Not that long ago, here on Slashdot, a bunch of people were explaining to me that in such a world, as a woman, I would go back into my biologically ordained role of reproductive servitude, which struck me as saying a lot more about their preoccupations, I thought, than anything else, but then people always seem to project their fantasies into these scenarios. (Especially since I'd already mentioned that I was in my forties, as well as being a martial artist and martial arts instructor and having an awful lot of skills useful in such a society.)

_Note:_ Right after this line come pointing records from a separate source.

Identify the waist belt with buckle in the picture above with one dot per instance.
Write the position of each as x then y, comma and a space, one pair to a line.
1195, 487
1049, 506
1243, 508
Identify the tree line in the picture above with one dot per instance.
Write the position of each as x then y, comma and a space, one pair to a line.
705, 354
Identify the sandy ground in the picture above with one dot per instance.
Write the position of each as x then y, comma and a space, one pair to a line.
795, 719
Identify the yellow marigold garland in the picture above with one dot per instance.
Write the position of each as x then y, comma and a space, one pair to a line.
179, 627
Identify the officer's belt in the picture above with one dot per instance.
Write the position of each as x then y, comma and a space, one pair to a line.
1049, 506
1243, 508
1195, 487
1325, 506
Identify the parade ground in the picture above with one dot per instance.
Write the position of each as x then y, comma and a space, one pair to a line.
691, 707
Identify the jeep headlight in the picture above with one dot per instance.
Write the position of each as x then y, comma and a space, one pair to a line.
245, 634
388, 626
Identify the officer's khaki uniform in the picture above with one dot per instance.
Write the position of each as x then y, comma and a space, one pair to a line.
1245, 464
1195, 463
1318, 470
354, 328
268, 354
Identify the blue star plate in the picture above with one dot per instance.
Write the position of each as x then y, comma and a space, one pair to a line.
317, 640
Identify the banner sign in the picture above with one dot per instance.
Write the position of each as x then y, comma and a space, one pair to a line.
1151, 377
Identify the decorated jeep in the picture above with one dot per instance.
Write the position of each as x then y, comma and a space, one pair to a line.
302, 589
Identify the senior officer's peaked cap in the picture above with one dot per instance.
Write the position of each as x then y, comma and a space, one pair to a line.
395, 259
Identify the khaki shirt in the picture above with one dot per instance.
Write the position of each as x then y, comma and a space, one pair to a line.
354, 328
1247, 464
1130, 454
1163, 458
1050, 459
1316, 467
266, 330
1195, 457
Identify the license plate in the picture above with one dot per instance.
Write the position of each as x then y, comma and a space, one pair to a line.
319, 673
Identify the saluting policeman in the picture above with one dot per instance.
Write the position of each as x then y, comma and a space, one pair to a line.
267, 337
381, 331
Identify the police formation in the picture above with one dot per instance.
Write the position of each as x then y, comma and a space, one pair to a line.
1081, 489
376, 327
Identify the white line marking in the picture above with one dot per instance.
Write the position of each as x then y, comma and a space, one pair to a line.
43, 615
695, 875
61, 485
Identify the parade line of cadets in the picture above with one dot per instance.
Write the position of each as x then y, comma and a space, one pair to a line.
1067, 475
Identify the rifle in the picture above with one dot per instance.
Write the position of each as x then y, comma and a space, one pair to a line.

Comment Re:Depends on what you mean by "camping", and wher (Score 1) 146

I haven't done what the OP is suggesting, but I used to (including in a much lamer age of data coverage) take off hiking while vaguely babysitting database builds - every time I'd hit a ridge or a peak I'd check for connectivity, and if I had it, I'd check to make sure nothing had broken too terribly. (And if I was feeling bratty, snap a picture and send it to my labmates.) But this was up in the Cascades - the terrain matters.

Another of my rules of thumb - more generally than just with the above excursions - was to do as much as possible on my phone (which was much easier to recharge via solar.) The solar sets ups have gotten better, and computer batteries have gotten better - I'm less stingy these days, but still. (But OTOH, the OP is describing activities where much of the time various checks might be able to be done via phone, saving the computer battery.)